The equivalent of the 'US kitchen' as a desirable role model is the world now looking at current US behaviour and turning away -- there are a growing number of trade and security arrangements being developed that actively exclude the US.  While the American economy remains sufficiently strong that they can't be simply ignored, fewer people want to have to deal with the current administration;  the cover story of The Economist  (June 8-14) is "Weapons of Mass Disruption: tariffs, tech blacklists, financial isolation, sanctions,"  with a picture of Trump as a bomb.  Unfortunately, the country is now so divided that the polarization and mindless finger-pointing (by both extremes) is unlikely to be fixable in the near to intermediate term.


An excerpt from Fareed Zakaria, "The Self-Destruction of American Power:  Washington Squandered the Unipolar Moment,"
Foreign Affairs ,  July/August 2019.
The Trump administration has hollowed out U.S. foreign policy even further.  Trump’s instincts are Jacksonian, in that he is largely uninterested in the world except insofar as he believes that most countries are screwing the United States.  He is a nationalist, a protectionist, and a populist, determined to put “America first.”  But truthfully, more than anything else, he has abandoned the field.  Under Trump, the United States has withdrawn from the Trans-Pacific Partnership and from engaging with Asia more generally.  It is uncoupling itself from its 70-year partnership with Europe.  It has dealt with Latin America through the prism of either keeping immigrants out or winning votes in Florida.  It has even managed to alienate Canadians (no mean feat).  And it has subcontracted Middle East policy to Israel and Saudi Arabia.  With a few impulsive exceptions—such as the narcissistic desire to win a Nobel Prize by trying to make peace with North Korea—what is most notable about Trump’s foreign policy is its absence.
 
In the free market of foreign relationships, the US was a good deal - relatively open and wealthy markets others could readily access; relatively little reaction to protectionist policies running back the other way; willingness to bear a substantial chunk of the cost of various mutual and other defence arrangements.  The Trump administration has increased the prices, which effectively makes other nations more competitive.

For those who believe increasing trade entanglements and increasing regional foreign affairs arrangements tend to decrease the likelihood of wars breaking out, this should be a huge net positive.

For Latin America, the US is a safety valve as long as talk of border enforcement remains only talk; the Democrats and associated activists have successfully out-manoeuvred the administration.  The status quo is a huge contribution to political stabilization and peace, and US taxpayers are the ones paying for it, not Europeans or Asians or South Americans.
 
Yet the economy is the best in many years with full employment.

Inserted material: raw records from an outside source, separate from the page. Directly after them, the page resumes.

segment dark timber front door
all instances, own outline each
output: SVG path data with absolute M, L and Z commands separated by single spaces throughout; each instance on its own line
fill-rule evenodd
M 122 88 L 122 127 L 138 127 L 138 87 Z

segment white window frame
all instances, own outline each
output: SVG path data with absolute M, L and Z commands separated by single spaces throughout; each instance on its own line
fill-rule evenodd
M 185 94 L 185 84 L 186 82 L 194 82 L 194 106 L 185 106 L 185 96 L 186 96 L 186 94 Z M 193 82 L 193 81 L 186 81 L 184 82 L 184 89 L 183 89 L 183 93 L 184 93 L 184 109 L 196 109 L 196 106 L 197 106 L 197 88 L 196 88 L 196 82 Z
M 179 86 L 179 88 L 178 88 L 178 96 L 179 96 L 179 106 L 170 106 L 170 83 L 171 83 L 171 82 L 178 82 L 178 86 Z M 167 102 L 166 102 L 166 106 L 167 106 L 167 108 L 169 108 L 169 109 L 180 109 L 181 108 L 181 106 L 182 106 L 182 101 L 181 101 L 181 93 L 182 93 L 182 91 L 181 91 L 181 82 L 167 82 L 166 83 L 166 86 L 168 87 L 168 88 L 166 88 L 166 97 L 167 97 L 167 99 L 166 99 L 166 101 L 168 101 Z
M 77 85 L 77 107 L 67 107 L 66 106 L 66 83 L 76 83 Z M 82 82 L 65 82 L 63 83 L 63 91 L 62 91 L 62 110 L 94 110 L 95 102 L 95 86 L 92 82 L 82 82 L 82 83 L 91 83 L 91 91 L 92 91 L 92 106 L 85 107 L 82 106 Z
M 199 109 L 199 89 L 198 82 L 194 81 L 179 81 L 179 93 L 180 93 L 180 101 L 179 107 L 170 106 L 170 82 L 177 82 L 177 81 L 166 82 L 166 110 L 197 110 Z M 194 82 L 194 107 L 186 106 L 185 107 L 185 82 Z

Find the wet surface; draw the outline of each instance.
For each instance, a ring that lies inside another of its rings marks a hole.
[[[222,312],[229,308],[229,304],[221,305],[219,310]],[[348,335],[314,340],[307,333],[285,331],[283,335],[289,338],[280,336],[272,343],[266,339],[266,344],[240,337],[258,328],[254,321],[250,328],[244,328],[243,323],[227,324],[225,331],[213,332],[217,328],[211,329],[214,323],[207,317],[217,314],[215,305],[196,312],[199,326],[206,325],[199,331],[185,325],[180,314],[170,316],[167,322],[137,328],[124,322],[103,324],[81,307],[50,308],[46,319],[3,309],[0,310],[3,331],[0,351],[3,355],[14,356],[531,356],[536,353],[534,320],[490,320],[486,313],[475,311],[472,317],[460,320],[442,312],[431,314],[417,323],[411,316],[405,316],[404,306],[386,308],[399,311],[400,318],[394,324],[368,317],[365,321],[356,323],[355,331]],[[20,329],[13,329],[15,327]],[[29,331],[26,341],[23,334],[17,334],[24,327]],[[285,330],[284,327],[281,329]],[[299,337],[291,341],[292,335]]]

Historically people vote their pocketbook. If the economy remains strong into 2020 Trump should be re-elected.
 
tomahawk6 said:
Yet the economy is the best in many years with full employment. Historically people vote their pocketbook. If the economy remains strong into 2020 Trump should be re-elected.

Is the economy strong?  Growth has basically plateaued since the beginning of 2018.  The market has hit three successive walls that it has been unable to break through.

I would say if trade wars and tariffs continue to be in play, the US economy will be in a recession within a year or two.